As everyone knows, California prides itself on being greener-than-thou. Especially when it comes to energy. California has mandated that it aims to double its “green energy” by the year 2030, and to be totally carbon-free by 2050. The chief means for accomplishing this are more wind and solar power, and electricity storage (think big big batteries).
Already California is experiencing rolling blackouts on high-demand days in the summer and fall. And beyond that, it appears California already can’t meet its basic electricity needs.

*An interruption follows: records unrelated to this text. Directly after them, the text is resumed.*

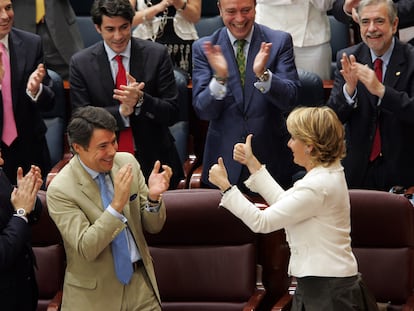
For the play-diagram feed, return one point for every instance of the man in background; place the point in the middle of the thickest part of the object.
(245, 82)
(373, 95)
(25, 92)
(55, 22)
(134, 80)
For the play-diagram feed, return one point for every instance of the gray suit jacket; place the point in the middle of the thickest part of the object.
(75, 206)
(60, 21)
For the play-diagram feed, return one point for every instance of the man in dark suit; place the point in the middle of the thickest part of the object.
(19, 208)
(379, 116)
(148, 104)
(345, 11)
(29, 95)
(58, 29)
(259, 106)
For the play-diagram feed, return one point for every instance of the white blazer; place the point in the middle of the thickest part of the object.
(306, 20)
(315, 213)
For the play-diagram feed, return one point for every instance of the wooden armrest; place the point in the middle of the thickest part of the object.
(409, 304)
(56, 302)
(58, 166)
(195, 178)
(188, 168)
(255, 300)
(284, 303)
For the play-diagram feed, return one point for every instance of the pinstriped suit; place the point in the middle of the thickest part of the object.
(87, 229)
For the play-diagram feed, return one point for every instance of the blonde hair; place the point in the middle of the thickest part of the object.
(320, 128)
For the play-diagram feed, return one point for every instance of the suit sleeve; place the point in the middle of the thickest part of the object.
(13, 239)
(205, 104)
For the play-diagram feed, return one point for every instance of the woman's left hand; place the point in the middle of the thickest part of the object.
(218, 175)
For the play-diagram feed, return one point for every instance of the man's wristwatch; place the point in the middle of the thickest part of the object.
(21, 212)
(220, 80)
(264, 76)
(140, 101)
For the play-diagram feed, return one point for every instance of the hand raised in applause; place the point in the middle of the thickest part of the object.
(216, 59)
(122, 185)
(260, 61)
(159, 181)
(24, 195)
(35, 79)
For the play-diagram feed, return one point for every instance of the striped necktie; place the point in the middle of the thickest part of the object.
(122, 258)
(376, 145)
(9, 133)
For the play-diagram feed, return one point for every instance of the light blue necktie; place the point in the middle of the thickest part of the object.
(241, 59)
(122, 259)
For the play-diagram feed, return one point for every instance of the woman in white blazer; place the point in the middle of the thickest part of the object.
(308, 23)
(315, 212)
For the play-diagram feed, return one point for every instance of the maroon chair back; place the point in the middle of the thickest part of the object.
(205, 258)
(382, 232)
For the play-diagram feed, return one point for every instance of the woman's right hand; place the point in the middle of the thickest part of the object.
(217, 175)
(243, 154)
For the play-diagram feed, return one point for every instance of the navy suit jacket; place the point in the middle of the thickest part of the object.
(18, 289)
(396, 118)
(26, 53)
(60, 21)
(91, 83)
(405, 12)
(246, 110)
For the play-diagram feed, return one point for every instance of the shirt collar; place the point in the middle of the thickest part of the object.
(111, 54)
(386, 56)
(233, 38)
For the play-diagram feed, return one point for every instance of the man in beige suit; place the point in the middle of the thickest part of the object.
(89, 227)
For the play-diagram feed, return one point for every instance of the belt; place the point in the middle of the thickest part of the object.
(137, 264)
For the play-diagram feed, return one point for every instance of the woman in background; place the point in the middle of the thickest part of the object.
(170, 22)
(308, 23)
(315, 212)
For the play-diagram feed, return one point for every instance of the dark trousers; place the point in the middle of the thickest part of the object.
(332, 294)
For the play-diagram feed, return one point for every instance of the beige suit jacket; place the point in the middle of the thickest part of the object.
(74, 204)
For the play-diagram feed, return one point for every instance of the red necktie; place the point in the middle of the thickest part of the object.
(9, 133)
(126, 140)
(376, 146)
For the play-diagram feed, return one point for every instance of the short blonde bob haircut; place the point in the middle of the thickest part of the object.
(318, 127)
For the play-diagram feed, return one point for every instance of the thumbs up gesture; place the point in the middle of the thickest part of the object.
(243, 154)
(217, 175)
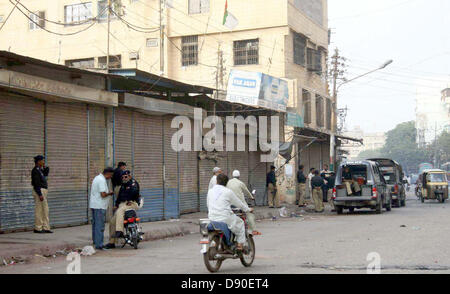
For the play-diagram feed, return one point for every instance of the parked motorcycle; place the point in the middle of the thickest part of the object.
(133, 230)
(219, 243)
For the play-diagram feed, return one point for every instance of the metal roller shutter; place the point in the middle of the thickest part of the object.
(67, 158)
(189, 182)
(148, 164)
(21, 138)
(171, 195)
(123, 137)
(257, 176)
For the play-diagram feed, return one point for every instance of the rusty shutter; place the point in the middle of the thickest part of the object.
(67, 148)
(123, 137)
(257, 176)
(148, 164)
(21, 138)
(189, 183)
(171, 195)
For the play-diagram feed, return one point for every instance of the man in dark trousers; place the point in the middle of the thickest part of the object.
(39, 176)
(271, 184)
(301, 186)
(129, 198)
(316, 184)
(117, 177)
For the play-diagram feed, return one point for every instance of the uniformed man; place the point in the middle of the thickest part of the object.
(316, 184)
(39, 176)
(240, 189)
(129, 198)
(117, 177)
(301, 182)
(271, 184)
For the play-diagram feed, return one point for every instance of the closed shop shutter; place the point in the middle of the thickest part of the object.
(257, 176)
(123, 140)
(67, 158)
(21, 138)
(238, 160)
(148, 164)
(205, 173)
(171, 195)
(189, 183)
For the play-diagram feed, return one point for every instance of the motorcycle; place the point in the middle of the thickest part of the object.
(218, 243)
(133, 230)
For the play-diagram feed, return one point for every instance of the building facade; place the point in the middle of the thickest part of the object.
(186, 40)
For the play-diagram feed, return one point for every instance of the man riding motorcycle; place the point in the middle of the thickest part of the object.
(129, 198)
(219, 201)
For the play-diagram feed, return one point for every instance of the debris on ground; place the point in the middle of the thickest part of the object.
(88, 251)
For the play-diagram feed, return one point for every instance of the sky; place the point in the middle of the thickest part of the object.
(415, 34)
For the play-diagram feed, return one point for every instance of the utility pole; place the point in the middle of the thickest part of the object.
(337, 71)
(161, 38)
(107, 38)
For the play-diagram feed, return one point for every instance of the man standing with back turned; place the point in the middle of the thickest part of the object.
(40, 189)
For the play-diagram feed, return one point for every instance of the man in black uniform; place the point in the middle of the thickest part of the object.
(117, 177)
(301, 181)
(129, 198)
(316, 183)
(39, 176)
(271, 184)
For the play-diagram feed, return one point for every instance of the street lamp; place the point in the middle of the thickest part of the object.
(332, 137)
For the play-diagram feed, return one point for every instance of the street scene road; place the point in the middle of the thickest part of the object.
(413, 239)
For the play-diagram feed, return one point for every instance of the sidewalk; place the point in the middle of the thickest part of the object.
(25, 246)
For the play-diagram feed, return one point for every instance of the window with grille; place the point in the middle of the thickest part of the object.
(319, 111)
(246, 52)
(329, 114)
(306, 98)
(115, 61)
(198, 6)
(81, 63)
(76, 13)
(189, 50)
(37, 20)
(299, 49)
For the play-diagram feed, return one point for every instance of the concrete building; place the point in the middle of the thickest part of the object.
(372, 141)
(432, 111)
(185, 40)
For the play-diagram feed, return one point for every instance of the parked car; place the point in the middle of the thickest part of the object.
(393, 175)
(360, 184)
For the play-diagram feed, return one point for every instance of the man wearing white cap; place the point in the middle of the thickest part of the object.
(240, 189)
(216, 171)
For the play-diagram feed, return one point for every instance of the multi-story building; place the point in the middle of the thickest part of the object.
(186, 40)
(432, 112)
(372, 141)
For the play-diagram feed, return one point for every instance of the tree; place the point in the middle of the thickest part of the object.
(401, 146)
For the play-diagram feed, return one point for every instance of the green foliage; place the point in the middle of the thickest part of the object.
(401, 146)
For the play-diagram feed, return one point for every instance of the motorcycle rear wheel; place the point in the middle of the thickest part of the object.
(213, 265)
(247, 259)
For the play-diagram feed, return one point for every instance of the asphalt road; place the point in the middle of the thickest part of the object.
(413, 239)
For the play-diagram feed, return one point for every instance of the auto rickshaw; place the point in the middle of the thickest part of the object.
(433, 185)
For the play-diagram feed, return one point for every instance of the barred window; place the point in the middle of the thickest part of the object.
(246, 52)
(319, 111)
(329, 114)
(306, 97)
(81, 63)
(189, 50)
(198, 6)
(77, 12)
(299, 49)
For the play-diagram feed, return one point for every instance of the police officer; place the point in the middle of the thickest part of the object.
(129, 198)
(316, 183)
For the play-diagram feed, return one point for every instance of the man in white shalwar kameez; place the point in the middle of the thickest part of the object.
(219, 202)
(213, 181)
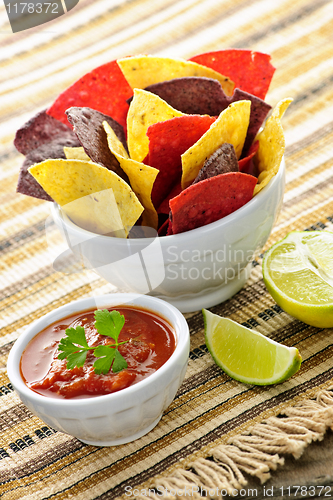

From the Energy Information Administration (the statistical unit of the Department of Energy) earlier this week:
Electricity routinely flows between the Lower 48 states and, to a lesser extent, between the United States and Canada and Mexico. Electricity generation exceeds electricity consumption in 25 states, and excess electricity is transmitted across state lines—almost 10% of U.S. electricity generation is traded among states. In 2019, California’s net electricity imports were the largest in the country at 70.8 million megawatthours (MWh), or 25% of the state’s total electricity supply. Pennsylvania’s electricity exports were the largest of any state in 2019, at 70.5 million MWh, or 24% of total supply.
This little detail is important:
California utilities partly own and import power from several power plants in Arizona and Utah. . . Although EIA data do not show which fuel sources were used to generate electricity traded between states, the generation profiles of exporting states in the State Electricity Profiles provide an estimate of the fuel mix for exported electricity.
Both Arizona and Utah still have a fair bit of coal-fired electricity, and as electrons are fungible in the power grid, it is fair to conclude that California’a boast of being “low-emission” in its electricity system is partially fraudulent.